What mass of NO2 is formed when NO reacts with 384 g of 02?
Please be VERY descriptive. I've been out of school and I'm expected to take a test tomorrow on this.
http://www.jiskha.com/science/chemistry/stoichiometry.html
To answer this question, we need to apply the concept of stoichiometry and use balanced chemical equations. In this case, we are given that NO reacts with 384 grams of O2.
Step 1: Write the balanced chemical equation:
2 NO + O2 -> 2 NO2
This equation tells us that 2 moles of NO react with 1 mole of O2 to produce 2 moles of NO2.

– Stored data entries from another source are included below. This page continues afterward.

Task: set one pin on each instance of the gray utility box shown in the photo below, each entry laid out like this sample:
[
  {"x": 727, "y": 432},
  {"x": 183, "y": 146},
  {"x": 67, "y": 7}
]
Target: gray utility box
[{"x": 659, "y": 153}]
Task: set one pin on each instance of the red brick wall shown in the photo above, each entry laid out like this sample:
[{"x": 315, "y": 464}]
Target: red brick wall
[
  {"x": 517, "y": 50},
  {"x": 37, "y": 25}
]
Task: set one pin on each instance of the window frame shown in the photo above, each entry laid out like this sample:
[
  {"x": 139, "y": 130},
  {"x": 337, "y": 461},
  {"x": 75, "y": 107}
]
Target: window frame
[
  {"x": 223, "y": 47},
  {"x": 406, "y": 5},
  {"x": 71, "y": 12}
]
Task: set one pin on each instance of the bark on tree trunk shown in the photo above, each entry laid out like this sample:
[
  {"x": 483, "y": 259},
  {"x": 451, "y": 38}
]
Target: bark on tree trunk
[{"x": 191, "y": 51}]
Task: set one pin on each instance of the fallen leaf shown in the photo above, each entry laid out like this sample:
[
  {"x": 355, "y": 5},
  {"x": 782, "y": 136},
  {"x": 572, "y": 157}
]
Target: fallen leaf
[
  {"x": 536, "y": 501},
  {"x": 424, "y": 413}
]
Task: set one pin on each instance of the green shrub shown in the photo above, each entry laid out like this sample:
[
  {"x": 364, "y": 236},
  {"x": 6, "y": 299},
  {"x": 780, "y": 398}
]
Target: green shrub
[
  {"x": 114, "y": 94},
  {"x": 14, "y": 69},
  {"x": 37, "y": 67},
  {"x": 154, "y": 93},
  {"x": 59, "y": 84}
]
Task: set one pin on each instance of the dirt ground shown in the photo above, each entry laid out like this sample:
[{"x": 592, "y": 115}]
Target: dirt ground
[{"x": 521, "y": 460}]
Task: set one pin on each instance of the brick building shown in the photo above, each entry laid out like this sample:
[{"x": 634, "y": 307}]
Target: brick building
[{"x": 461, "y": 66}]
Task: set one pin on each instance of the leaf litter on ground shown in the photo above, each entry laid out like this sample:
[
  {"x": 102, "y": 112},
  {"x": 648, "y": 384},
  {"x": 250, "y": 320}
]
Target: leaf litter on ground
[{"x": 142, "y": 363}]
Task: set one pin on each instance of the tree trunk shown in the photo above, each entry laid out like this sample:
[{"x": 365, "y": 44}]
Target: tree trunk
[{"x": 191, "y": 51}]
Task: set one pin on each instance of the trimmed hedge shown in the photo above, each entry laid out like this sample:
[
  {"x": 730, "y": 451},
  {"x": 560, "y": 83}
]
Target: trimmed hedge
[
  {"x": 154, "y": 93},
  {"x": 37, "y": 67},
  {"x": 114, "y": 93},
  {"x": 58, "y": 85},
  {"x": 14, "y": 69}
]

Step 2: Convert the given mass of O2 to moles:
To do this, we need to determine the molar mass of O2 (Oxygen gas). Oxygen has an atomic mass of 16 g/mol, and since O2 consists of two oxygen atoms, the molar mass of O2 is 32 g/mol.
Now, we can calculate the number of moles of O2:
Number of moles = mass / molar mass
Number of moles = 384 g / 32 g/mol = 12 moles
Step 3: Determine the moles of NO2 produced:
Using the balanced equation, we can see that 1 mole of O2 reacts to produce 2 moles of NO2. Therefore, we can conclude that 12 moles of O2 will produce 24 moles of NO2.
Step 4: Convert moles of NO2 to mass:
To calculate the mass of NO2 produced, we need to use the molar mass of NO2. Nitrogen has an atomic mass of 14 g/mol, and Oxygen has an atomic mass of 16 g/mol. Therefore, the molar mass of NO2 is (14 + (2 * 16)) = 46 g/mol.
Now, we can calculate the mass of NO2:
Mass = number of moles * molar mass
Mass = 24 moles * 46 g/mol = 1,104 g
Therefore, when NO reacts with 384 g of O2, the mass of NO2 formed is 1,104 grams.